Read each sentence to find out whether there is any grammatical or idiomatic…

2023

Read each sentence to find out whether there is any grammatical or idiomatic error in it. The error, if any, will be in one part of the sentence. The letter of that part is the answer. If there is ‘No error’, the answer is (e). (Ignore errors of punctuation, if any).

The cell’s nucleus is like (A)/ the conductor of a huge (B)/ opera who tell all the (C)/ performers what to do (D)/.

  1. A.

    A

  2. B.

    B

  3. C.

    C

  4. D.

    D

  5. E.

    No Error

Attempted by 6 students.

Show answer & explanation

Correct answer: C

Concept

A verb must agree with its subject in number. When a relative clause (introduced by who / which / that) describes a noun, the verb inside that clause must match the number of the noun it refers back to: a singular antecedent takes a singular verb (he tells), a plural antecedent takes a plural verb (they tell).

Application

Identify the antecedent of the relative pronoun ‘who’, then check the verb that follows it:

  1. The noun being described is “the conductor of a huge opera”. The head noun is “conductor” — singular.

  2. ‘who’ therefore refers back to the singular ‘conductor’ (not to ‘performers’ or ‘opera’), so its verb must be singular.

  3. The sentence uses the plural form “tell” (“who tell all the…”). A singular subject needs “tells”.

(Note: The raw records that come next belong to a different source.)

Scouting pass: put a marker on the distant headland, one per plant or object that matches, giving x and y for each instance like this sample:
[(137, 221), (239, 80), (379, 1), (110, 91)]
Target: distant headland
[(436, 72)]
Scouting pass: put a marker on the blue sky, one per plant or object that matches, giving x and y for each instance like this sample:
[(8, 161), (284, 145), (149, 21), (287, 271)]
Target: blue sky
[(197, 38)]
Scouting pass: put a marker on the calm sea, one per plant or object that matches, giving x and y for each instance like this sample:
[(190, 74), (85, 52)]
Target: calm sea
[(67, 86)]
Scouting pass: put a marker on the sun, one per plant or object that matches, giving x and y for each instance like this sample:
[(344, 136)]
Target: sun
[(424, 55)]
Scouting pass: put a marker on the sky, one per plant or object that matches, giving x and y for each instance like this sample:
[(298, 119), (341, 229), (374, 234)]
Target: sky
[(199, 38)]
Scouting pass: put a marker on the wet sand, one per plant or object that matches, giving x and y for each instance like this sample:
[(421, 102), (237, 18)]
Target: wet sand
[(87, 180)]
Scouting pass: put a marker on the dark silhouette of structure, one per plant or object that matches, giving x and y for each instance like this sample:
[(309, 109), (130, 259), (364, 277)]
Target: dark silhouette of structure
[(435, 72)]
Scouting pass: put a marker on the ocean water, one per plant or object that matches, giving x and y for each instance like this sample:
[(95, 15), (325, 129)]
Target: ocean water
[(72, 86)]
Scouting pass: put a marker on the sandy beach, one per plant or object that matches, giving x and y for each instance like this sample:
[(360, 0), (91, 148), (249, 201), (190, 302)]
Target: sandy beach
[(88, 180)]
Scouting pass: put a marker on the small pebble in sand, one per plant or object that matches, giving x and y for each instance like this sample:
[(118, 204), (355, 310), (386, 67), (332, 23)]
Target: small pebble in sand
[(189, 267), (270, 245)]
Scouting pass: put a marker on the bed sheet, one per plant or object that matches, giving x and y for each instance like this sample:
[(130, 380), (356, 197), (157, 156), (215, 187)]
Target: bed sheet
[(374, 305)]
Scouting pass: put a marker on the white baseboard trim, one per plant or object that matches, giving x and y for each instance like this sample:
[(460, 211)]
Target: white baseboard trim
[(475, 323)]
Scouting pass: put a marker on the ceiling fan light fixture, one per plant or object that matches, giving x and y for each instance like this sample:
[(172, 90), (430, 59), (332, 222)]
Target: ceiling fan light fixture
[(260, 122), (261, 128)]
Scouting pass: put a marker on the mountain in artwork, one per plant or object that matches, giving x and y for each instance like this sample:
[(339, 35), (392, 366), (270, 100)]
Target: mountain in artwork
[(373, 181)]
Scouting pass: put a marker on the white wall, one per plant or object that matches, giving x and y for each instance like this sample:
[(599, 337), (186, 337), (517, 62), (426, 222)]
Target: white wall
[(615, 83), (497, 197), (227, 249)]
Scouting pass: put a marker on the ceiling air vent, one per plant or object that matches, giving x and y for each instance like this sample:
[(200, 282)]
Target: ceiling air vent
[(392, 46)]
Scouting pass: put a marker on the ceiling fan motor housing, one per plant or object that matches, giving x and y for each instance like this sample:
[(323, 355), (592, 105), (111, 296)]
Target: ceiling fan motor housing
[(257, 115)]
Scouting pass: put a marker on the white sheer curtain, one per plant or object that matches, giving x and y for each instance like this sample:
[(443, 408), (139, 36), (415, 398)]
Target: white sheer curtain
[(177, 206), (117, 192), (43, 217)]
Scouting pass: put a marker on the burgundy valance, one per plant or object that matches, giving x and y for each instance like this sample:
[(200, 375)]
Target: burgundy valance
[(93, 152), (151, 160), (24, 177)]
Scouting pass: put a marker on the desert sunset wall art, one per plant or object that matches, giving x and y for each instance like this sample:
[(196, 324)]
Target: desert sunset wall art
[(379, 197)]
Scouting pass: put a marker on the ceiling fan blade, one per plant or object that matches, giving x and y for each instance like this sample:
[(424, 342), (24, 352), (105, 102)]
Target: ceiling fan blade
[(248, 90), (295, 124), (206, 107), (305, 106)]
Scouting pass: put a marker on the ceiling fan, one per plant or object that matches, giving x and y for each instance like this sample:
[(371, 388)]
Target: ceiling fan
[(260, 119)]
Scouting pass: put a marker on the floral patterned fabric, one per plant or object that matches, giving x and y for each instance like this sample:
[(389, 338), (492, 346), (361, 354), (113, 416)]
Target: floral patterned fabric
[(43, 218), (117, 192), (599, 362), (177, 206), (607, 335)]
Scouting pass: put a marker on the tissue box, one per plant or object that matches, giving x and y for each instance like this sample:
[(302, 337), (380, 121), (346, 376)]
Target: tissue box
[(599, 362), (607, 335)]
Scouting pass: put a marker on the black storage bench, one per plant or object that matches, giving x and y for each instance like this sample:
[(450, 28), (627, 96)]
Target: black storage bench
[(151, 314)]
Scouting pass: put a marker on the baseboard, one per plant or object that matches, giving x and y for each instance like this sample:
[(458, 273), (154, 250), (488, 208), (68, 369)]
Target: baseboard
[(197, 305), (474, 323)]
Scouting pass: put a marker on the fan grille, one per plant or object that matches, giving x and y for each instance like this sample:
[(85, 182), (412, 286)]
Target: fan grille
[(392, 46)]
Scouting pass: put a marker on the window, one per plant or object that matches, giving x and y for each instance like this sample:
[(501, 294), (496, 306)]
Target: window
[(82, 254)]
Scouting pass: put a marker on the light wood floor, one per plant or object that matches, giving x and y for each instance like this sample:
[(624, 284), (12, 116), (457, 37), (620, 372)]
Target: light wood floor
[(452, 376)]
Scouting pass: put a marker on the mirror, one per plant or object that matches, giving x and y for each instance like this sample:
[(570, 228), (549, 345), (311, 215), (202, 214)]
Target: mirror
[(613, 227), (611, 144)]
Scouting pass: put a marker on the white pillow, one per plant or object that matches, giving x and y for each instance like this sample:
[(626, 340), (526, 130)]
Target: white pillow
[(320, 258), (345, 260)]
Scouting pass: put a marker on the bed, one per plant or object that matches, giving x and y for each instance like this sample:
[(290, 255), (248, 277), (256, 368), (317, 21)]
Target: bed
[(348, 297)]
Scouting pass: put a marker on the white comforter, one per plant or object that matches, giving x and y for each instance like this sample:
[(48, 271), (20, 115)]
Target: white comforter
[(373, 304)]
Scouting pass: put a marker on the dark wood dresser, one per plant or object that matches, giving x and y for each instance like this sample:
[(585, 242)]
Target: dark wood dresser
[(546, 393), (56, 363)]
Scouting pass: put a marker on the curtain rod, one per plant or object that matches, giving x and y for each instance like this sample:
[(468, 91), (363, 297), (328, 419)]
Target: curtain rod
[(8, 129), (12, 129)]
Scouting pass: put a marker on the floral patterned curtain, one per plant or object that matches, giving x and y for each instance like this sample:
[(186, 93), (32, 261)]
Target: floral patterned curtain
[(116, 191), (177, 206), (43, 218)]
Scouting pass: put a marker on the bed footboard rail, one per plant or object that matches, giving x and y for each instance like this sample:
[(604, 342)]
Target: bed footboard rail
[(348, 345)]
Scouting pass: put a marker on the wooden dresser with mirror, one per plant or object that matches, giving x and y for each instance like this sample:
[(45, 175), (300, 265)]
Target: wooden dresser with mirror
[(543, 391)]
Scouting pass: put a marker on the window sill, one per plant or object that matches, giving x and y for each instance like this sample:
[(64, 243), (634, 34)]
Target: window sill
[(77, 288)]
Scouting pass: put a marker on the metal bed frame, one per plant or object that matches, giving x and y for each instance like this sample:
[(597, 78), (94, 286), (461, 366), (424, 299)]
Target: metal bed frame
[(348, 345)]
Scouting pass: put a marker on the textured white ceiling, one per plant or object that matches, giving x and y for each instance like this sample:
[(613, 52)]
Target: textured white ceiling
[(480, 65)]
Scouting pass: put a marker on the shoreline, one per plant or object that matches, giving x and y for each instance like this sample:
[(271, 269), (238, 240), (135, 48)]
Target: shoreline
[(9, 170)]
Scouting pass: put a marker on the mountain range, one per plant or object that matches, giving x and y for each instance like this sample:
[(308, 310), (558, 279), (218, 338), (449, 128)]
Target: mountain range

Correction: “…the conductor of a huge opera who tells all the performers what to do.” The grammatical error lies in the segment “opera who tell all the”.

Cross-check

Replace the clause with a simple pronoun to hear the agreement: “the conductor … he tells” sounds right, while “he tell” does not. This confirms the singular verb ‘tells’ is required, so the segment containing ‘tell’ carries the error.